Dear Uptight Seattleite,
Do you think up the witty names at the end of the questions?
Just Paul
Dear Just Paul,
Would that be just, Paul? 😉
Dear Uptight Seattleite,
Say you’re sitting on the bus, minding your own business, when the super-creepy-looking guy sitting across from you whips out a huge drawing board and starts obviously drawing you.
In my opinion, there are three ways to respond to this situation: Pretend you don’t notice and gaze off into the distance; ask why he’s drawing you; or tell him to stop drawing you. Which is appropriate?
Say the guy looks like he’s mentally disabled, and you don’t want to hurt his feelings, but his bizarre behavior is making you uncomfortable. Say the bus is packed and you can’t simply move to another seat.
Becky, Ballard
Dear Becky, Ballard,
Would that be just, Paul? Ha ha ha! Sorry, sometimes the mail I get is so darn crazy I don’t even know what to say, in which case I think I’m entitled to a little bit of fun. Anyway, my answer to you, Becky, is move to another seat. Oh wait, you took that off the table at the last minute. You also added the bit about the mental disability. Is this a setup? Madam, if it wasn’t for the sterling reputation of this establishment, I’d be tempted to think that this here game was rigged. All available options on the wheel seem equally unpleasant. But sometimes what the table needs is a bump of the hip to get the ball to fall into the slot of an option heretofore unnoticed.
In your case, it’s an option that will stop the artist across the aisle without hurting his feelings. You don’t even have to talk to him. Just start bobbing your head to make it harder to draw you. If he starts bobbing along to create a state of relative stillness between your heads, initiate more advanced evasive maneuvers. Alternate shaking and nodding motions while mouthing the alphabet and blinking. Throw in a grimace or shrug at irregular intervals. When you arrive at your stop, bob and weave your way to the door, squinting and making a bubble-blowing fish face to keep him from getting a clear look at you.
A lot of work? Maybe so, but in framing the question the way you did, you bought both the casino and its crooked wheel, too.
Dear Uptight Seattleite,
I know you’ve skirted a similar issue before, but this question demands a different answer.
It’s cold outside, so I wear layers on my 20-minute walk to a show.

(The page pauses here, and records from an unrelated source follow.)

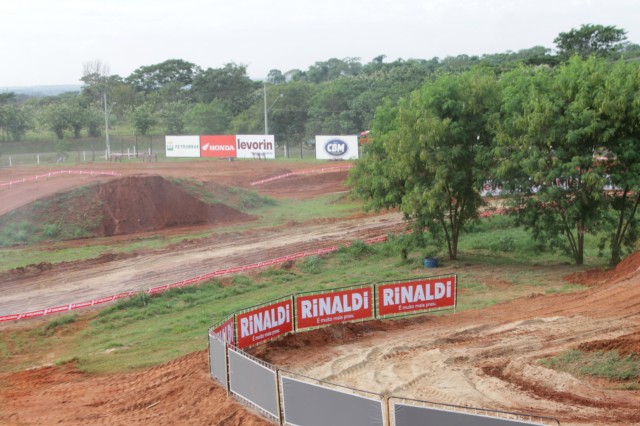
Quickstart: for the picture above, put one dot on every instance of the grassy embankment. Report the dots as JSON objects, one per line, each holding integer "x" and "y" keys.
{"x": 145, "y": 331}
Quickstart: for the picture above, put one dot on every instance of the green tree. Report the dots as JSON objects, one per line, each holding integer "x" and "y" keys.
{"x": 229, "y": 85}
{"x": 172, "y": 116}
{"x": 14, "y": 121}
{"x": 619, "y": 108}
{"x": 590, "y": 40}
{"x": 154, "y": 77}
{"x": 437, "y": 152}
{"x": 208, "y": 119}
{"x": 276, "y": 77}
{"x": 65, "y": 114}
{"x": 546, "y": 144}
{"x": 143, "y": 118}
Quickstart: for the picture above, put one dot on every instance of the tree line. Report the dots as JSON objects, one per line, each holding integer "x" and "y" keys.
{"x": 563, "y": 140}
{"x": 336, "y": 96}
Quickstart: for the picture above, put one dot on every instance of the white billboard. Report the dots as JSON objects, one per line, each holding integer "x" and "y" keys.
{"x": 182, "y": 146}
{"x": 337, "y": 147}
{"x": 255, "y": 146}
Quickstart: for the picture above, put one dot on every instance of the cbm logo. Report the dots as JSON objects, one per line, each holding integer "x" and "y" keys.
{"x": 336, "y": 147}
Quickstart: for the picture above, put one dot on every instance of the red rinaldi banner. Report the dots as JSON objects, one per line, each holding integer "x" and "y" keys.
{"x": 414, "y": 296}
{"x": 264, "y": 323}
{"x": 221, "y": 146}
{"x": 337, "y": 306}
{"x": 225, "y": 331}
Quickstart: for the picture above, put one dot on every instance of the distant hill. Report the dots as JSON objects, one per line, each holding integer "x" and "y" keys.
{"x": 39, "y": 91}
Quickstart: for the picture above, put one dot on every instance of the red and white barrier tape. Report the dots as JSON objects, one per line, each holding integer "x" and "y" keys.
{"x": 186, "y": 282}
{"x": 303, "y": 172}
{"x": 55, "y": 173}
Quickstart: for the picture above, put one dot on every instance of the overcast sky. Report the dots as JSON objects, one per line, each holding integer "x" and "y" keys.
{"x": 45, "y": 42}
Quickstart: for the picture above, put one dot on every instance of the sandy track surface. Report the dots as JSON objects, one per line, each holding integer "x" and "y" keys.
{"x": 83, "y": 281}
{"x": 484, "y": 358}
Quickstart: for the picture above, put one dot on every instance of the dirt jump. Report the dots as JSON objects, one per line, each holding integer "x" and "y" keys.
{"x": 480, "y": 358}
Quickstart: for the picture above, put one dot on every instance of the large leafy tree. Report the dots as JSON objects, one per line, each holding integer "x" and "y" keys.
{"x": 171, "y": 72}
{"x": 619, "y": 107}
{"x": 548, "y": 135}
{"x": 230, "y": 85}
{"x": 208, "y": 119}
{"x": 436, "y": 154}
{"x": 589, "y": 39}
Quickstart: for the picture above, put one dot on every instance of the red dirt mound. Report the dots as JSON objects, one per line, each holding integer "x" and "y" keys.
{"x": 147, "y": 203}
{"x": 179, "y": 392}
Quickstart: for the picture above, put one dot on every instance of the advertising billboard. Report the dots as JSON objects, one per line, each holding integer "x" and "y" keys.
{"x": 336, "y": 306}
{"x": 415, "y": 296}
{"x": 182, "y": 146}
{"x": 337, "y": 147}
{"x": 256, "y": 146}
{"x": 225, "y": 331}
{"x": 264, "y": 323}
{"x": 219, "y": 146}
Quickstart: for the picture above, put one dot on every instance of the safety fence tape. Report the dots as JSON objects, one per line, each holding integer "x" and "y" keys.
{"x": 303, "y": 172}
{"x": 183, "y": 283}
{"x": 58, "y": 172}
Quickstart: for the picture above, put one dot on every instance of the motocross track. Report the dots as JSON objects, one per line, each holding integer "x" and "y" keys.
{"x": 481, "y": 358}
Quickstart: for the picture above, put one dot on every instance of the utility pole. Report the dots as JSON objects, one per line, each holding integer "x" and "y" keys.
{"x": 106, "y": 124}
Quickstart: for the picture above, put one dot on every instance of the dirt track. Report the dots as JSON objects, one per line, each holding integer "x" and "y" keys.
{"x": 484, "y": 358}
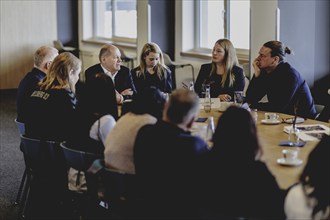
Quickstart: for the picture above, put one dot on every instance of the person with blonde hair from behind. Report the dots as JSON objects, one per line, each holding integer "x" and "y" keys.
{"x": 51, "y": 116}
{"x": 223, "y": 74}
{"x": 43, "y": 58}
{"x": 51, "y": 111}
{"x": 309, "y": 199}
{"x": 152, "y": 71}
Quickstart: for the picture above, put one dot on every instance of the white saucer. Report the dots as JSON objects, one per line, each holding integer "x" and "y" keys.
{"x": 270, "y": 122}
{"x": 284, "y": 162}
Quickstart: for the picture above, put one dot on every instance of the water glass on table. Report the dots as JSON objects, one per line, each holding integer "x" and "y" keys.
{"x": 238, "y": 97}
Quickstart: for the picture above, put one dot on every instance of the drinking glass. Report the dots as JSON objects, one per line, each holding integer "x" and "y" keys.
{"x": 238, "y": 97}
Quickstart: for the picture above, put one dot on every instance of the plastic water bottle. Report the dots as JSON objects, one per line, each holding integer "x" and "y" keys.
{"x": 207, "y": 100}
{"x": 210, "y": 128}
{"x": 191, "y": 86}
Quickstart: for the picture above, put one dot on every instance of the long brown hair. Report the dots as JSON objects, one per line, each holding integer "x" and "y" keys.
{"x": 230, "y": 60}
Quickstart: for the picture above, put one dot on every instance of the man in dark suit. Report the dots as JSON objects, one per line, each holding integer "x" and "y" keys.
{"x": 110, "y": 65}
{"x": 43, "y": 58}
{"x": 167, "y": 161}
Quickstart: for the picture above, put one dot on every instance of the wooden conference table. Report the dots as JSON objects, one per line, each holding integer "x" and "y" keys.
{"x": 270, "y": 136}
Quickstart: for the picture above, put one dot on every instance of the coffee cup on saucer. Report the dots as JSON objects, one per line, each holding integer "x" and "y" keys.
{"x": 269, "y": 116}
{"x": 290, "y": 155}
{"x": 224, "y": 105}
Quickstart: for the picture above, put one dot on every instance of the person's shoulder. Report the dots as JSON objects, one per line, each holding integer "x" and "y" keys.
{"x": 94, "y": 68}
{"x": 206, "y": 65}
{"x": 237, "y": 68}
{"x": 124, "y": 69}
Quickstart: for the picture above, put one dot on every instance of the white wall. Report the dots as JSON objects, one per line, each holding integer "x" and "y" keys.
{"x": 25, "y": 26}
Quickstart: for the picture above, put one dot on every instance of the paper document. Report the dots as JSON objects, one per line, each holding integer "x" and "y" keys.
{"x": 312, "y": 132}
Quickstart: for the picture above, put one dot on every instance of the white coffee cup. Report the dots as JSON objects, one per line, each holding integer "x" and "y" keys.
{"x": 224, "y": 106}
{"x": 290, "y": 155}
{"x": 271, "y": 116}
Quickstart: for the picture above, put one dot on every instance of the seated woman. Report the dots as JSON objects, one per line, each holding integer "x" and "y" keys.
{"x": 152, "y": 70}
{"x": 223, "y": 75}
{"x": 309, "y": 199}
{"x": 146, "y": 109}
{"x": 238, "y": 183}
{"x": 51, "y": 115}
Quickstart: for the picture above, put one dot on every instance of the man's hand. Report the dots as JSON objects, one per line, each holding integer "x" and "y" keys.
{"x": 128, "y": 91}
{"x": 224, "y": 98}
{"x": 119, "y": 98}
{"x": 256, "y": 68}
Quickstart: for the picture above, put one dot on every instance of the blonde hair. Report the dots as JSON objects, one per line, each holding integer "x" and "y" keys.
{"x": 230, "y": 60}
{"x": 44, "y": 54}
{"x": 58, "y": 73}
{"x": 161, "y": 68}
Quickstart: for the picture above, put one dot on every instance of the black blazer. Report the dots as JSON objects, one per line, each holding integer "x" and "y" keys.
{"x": 214, "y": 80}
{"x": 123, "y": 79}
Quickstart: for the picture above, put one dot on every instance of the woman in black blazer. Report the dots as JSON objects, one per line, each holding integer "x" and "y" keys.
{"x": 223, "y": 75}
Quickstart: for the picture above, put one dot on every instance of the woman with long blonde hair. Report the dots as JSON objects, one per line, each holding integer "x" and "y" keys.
{"x": 152, "y": 71}
{"x": 223, "y": 74}
{"x": 52, "y": 105}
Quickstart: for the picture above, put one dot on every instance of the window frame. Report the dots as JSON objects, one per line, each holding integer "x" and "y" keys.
{"x": 242, "y": 54}
{"x": 114, "y": 38}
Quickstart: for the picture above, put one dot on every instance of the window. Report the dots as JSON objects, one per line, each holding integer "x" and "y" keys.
{"x": 222, "y": 19}
{"x": 115, "y": 19}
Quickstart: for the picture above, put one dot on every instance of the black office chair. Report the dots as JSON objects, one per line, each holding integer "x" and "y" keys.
{"x": 80, "y": 161}
{"x": 44, "y": 163}
{"x": 21, "y": 129}
{"x": 114, "y": 192}
{"x": 170, "y": 63}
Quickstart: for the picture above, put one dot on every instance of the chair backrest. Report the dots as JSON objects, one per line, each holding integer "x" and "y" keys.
{"x": 79, "y": 160}
{"x": 42, "y": 156}
{"x": 117, "y": 185}
{"x": 20, "y": 126}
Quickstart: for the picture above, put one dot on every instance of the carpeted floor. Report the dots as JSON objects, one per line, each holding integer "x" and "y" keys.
{"x": 11, "y": 158}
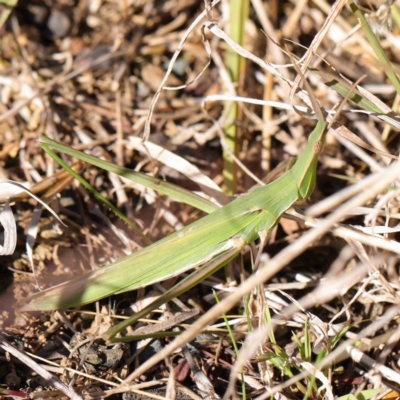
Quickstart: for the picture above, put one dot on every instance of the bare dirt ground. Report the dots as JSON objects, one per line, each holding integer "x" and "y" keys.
{"x": 84, "y": 73}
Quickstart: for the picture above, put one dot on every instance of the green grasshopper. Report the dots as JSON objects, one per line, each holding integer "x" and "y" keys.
{"x": 208, "y": 243}
{"x": 218, "y": 236}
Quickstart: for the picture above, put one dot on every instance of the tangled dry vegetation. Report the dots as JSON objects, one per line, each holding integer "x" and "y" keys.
{"x": 85, "y": 73}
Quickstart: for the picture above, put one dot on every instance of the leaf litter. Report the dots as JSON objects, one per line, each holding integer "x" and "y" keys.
{"x": 87, "y": 75}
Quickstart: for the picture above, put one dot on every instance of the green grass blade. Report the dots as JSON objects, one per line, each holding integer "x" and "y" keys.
{"x": 169, "y": 189}
{"x": 91, "y": 189}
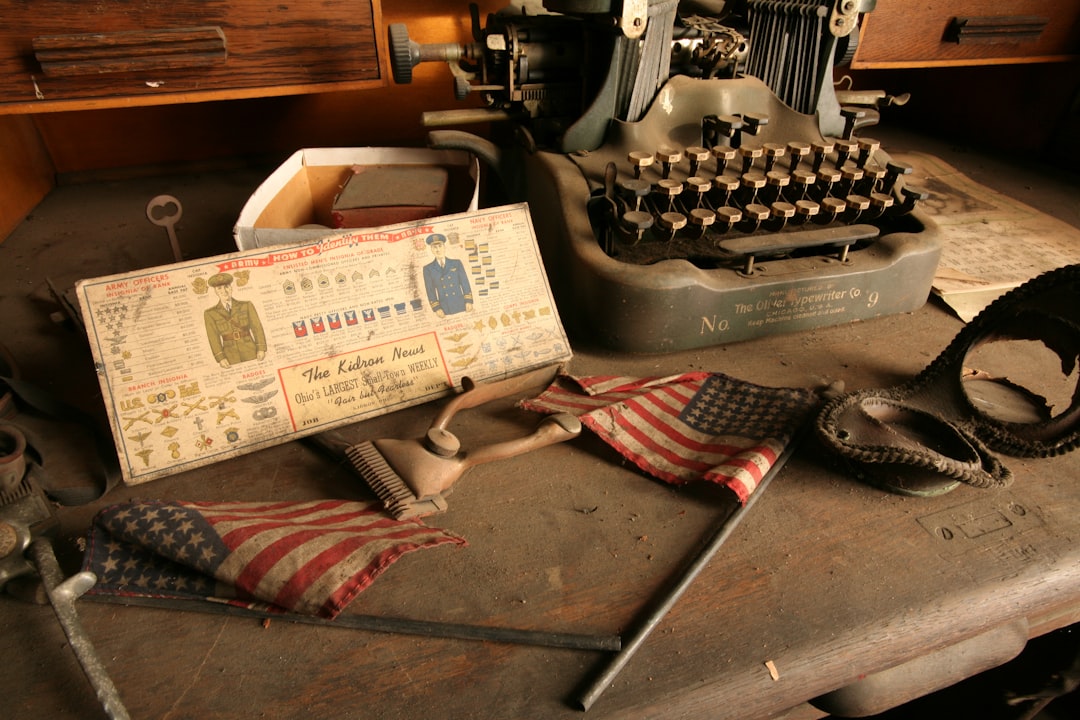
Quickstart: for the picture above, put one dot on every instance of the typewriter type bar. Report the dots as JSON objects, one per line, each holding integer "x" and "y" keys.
{"x": 725, "y": 215}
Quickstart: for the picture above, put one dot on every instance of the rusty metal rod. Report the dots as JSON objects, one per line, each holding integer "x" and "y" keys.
{"x": 62, "y": 596}
{"x": 719, "y": 532}
{"x": 376, "y": 624}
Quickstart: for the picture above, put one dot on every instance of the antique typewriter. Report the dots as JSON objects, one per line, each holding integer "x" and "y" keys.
{"x": 693, "y": 174}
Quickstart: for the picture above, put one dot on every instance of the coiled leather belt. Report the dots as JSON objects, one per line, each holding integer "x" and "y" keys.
{"x": 929, "y": 434}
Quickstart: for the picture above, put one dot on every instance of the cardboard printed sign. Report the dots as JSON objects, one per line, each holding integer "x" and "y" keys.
{"x": 210, "y": 358}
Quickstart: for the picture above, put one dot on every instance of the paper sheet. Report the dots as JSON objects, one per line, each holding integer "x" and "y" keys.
{"x": 991, "y": 243}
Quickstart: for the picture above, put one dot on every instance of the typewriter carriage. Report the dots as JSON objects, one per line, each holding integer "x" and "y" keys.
{"x": 677, "y": 300}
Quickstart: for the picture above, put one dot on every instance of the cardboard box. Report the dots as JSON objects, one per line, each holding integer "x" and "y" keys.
{"x": 295, "y": 203}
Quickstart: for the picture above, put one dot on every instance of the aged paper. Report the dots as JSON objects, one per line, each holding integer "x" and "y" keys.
{"x": 991, "y": 243}
{"x": 210, "y": 358}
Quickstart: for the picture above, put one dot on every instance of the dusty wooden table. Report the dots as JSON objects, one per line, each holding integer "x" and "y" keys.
{"x": 826, "y": 580}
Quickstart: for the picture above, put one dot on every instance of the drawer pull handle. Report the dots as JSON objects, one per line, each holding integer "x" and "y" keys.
{"x": 996, "y": 29}
{"x": 99, "y": 53}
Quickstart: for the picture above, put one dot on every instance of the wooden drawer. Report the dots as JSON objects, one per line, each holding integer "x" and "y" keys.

The show is sold out and it’s really toasty inside. There’s no coat check. I stuff my stocking cap and gloves into the pocket of my fleece and tie it around my waist.
Normally I’m comfortable being different, but when someone beside me who may or may not be Ben Gibbard keeps giving me, not necessarily the stink-eye, but the “fashion no-no” look, I notice that everyone else is holding their jackets draped over their arms.
I’m speculating that holding jackets is a good excuse to refrain from dancing, since this happened to be a non-dancing crowd, as most are in Seattle, not that I’m big on dancing anyways. Maybe the looks were more inquisitive in nature than accusatory? Like they’re saying “Hmmm. That man has freed both of his hands by skirting his coat around his waist, yet he’s still not dancing”?
Should I do something different next time, or try to ignore the stares and focus on enjoying the music onstage rather than being so overly mindful of those with whom I am in closer-than-normal proximity?
Thanks for your insight.
Phriendlyfreak
Dear P-Freak,
What a lot you have on your mind, P-Freak! What wild streams of paralyzing analysis block escape from the corner of self-consciousness you’ve backed yourself into! Your thoughts racing, your mouth dry, you scan the crowd warily, attempting in vain to decode the silent insults you imagine are directed at you from every dark corner. A crowd of strangers has morphed into a mob arrayed against you in silent judgment. They’re messing with your mind in some way, but how?
By the way, you don’t mind if I call you P-Freak, do you, P-Freak? I’m not trying to make you feel weird or anything, P-Freak. And you’re liable to feel even less weird if you remember that in social situations, alcohol is usually a better choice than marijuana. I’m certainly not one to condemn use of the latter, but it tends to be better suited for movies and solitary walks.